Compare Benchmark Runs#
Generate side-by-side comparison plots from multiple benchmark runs on the Liander 2024 dataset.
Prerequisites: Run at least two models first (e.g. XGBoost + GBLinear via the XGBoost & GBLinear notebook).
What this does:
Loads results from multiple model runs (each stored in its own directory)
Computes metrics across all targets using
BenchmarkComparisonPipelineProduces comparison visualizations (boxplots, ranking tables, per-target breakdowns)
Setup#
Point at the result directories from your benchmark runs.
from pathlib import Path
from openstef_beam.analysis.models import RunName
from openstef_beam.benchmarking import BenchmarkComparisonPipeline, LocalBenchmarkStorage
from openstef_beam.benchmarking.benchmarks import create_liander2024_benchmark_runner
from openstef_beam.benchmarking.benchmarks.liander2024 import LIANDER2024_ANALYSIS_CONFIG
from openstef_beam.benchmarking.storage import BenchmarkStorage
BASE_DIR = Path()
OUTPUT_PATH = BASE_DIR / "./benchmark_results_comparison"
BENCHMARK_DIR_GBLINEAR = BASE_DIR / "benchmark_results" / "GBLinear"
BENCHMARK_DIR_XGBOOST = BASE_DIR / "benchmark_results" / "XGBoost"
Load run results#
Each run is identified by a name and backed by a LocalBenchmarkStorage that
points at the directory where that model’s results were saved.
check_dirs = [
BENCHMARK_DIR_GBLINEAR,
BENCHMARK_DIR_XGBOOST,
]
for dir_path in check_dirs:
if not dir_path.exists():
msg = f"Benchmark directory not found: {dir_path}. Make sure to run the benchmarks first."

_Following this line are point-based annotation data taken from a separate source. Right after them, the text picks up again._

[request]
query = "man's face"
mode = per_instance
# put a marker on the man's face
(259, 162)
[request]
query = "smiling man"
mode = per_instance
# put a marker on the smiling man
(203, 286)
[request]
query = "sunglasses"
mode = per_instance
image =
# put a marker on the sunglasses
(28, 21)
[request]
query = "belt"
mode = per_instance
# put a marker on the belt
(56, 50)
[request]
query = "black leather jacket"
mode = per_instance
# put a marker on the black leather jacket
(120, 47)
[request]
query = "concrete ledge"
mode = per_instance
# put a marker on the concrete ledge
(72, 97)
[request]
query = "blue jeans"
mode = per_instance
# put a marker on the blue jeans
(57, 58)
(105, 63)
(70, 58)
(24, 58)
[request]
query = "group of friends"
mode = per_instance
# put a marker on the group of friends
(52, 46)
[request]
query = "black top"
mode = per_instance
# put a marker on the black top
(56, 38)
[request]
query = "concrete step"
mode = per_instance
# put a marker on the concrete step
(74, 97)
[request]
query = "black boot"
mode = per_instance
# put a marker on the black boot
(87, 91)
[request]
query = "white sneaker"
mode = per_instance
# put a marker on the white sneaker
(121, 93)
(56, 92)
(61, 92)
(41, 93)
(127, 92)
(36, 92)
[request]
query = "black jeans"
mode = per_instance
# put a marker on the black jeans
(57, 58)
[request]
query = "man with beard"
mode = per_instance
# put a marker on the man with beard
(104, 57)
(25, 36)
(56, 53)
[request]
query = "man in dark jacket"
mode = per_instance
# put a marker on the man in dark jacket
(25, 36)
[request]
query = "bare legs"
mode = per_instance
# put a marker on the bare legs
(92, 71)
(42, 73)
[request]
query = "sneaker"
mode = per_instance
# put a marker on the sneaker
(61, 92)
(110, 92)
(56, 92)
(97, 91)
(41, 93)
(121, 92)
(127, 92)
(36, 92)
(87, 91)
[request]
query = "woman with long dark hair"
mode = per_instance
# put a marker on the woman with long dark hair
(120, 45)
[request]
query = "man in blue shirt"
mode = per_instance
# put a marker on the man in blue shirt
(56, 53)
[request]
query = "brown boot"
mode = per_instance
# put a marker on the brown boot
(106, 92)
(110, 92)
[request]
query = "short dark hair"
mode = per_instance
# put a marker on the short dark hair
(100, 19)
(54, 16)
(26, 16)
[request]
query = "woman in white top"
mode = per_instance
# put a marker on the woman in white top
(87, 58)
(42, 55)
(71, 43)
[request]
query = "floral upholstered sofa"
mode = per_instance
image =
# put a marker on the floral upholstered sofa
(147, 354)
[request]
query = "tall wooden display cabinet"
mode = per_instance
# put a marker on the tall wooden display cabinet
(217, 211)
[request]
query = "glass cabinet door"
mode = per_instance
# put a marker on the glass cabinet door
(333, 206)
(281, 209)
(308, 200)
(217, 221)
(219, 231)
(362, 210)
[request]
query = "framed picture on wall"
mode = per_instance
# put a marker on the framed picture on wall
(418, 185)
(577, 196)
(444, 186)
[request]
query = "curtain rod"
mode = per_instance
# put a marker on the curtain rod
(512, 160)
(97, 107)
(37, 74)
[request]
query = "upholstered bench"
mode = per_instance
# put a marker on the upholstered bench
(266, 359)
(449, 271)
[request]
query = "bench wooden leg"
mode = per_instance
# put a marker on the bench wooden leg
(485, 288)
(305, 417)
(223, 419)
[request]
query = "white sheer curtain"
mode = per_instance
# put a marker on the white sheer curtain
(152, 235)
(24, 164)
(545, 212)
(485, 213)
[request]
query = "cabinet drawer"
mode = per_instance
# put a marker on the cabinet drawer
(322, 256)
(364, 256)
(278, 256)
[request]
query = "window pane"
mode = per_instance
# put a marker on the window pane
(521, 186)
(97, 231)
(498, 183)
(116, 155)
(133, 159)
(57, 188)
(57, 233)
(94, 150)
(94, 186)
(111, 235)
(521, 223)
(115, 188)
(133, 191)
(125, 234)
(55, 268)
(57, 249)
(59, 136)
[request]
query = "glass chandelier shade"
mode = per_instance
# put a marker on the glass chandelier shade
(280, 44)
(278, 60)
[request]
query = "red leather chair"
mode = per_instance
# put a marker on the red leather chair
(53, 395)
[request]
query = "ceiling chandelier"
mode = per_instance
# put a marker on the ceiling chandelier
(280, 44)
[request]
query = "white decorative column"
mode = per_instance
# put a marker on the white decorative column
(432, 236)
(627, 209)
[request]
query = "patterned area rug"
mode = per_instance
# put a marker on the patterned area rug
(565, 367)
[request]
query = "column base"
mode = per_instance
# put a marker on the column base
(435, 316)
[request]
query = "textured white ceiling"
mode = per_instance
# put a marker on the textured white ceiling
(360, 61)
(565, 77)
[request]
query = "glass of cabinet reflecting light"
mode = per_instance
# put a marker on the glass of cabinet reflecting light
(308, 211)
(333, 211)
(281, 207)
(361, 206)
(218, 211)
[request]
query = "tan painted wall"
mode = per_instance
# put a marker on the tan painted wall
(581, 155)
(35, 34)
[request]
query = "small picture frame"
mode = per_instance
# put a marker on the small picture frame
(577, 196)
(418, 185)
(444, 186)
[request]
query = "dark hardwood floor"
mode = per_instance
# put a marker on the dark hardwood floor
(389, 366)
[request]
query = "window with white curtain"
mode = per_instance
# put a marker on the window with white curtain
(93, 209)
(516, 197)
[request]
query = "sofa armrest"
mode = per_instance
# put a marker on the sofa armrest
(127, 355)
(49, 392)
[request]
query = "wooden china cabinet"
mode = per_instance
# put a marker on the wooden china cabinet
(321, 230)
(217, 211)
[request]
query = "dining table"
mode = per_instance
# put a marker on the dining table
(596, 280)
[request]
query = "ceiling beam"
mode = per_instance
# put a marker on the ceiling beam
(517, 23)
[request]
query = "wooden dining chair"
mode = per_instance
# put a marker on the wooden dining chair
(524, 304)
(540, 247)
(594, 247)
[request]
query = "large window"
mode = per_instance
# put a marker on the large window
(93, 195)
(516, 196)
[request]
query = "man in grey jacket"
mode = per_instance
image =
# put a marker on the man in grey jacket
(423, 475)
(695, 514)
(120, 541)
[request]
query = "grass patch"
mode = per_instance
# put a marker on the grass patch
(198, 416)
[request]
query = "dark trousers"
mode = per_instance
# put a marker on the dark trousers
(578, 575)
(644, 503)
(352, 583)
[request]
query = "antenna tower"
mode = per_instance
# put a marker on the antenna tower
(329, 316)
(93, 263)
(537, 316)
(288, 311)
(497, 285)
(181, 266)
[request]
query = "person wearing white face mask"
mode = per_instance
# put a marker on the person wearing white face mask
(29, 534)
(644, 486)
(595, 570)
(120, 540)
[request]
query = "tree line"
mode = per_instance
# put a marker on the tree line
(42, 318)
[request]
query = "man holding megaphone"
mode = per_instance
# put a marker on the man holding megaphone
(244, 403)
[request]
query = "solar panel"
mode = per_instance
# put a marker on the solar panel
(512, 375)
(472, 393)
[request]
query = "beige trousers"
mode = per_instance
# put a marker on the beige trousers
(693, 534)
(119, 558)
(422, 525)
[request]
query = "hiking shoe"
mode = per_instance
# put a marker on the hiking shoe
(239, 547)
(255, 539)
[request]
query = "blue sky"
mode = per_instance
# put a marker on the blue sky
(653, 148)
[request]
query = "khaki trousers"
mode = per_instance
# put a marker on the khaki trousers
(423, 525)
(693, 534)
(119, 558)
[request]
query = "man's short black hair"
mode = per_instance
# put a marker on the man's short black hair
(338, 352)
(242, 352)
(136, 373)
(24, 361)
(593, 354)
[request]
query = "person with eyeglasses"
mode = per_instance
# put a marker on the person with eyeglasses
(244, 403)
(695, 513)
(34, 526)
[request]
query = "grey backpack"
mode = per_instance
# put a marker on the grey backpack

raise FileNotFoundError(msg)
run_storages: dict[RunName, BenchmarkStorage] = {
"gblinear": LocalBenchmarkStorage(base_path=BENCHMARK_DIR_GBLINEAR),
"xgboost": LocalBenchmarkStorage(base_path=BENCHMARK_DIR_XGBOOST),
}
Run comparison#
The pipeline loads predictions from each run, re-evaluates them with the Liander 2024 analysis config, and produces comparison visualizations.
target_provider = create_liander2024_benchmark_runner(
storage=LocalBenchmarkStorage(base_path=OUTPUT_PATH),
).target_provider
comparison_pipeline = BenchmarkComparisonPipeline(
analysis_config=LIANDER2024_ANALYSIS_CONFIG,
storage=LocalBenchmarkStorage(base_path=OUTPUT_PATH),
target_provider=target_provider,
)
comparison_pipeline.run(run_data=run_storages)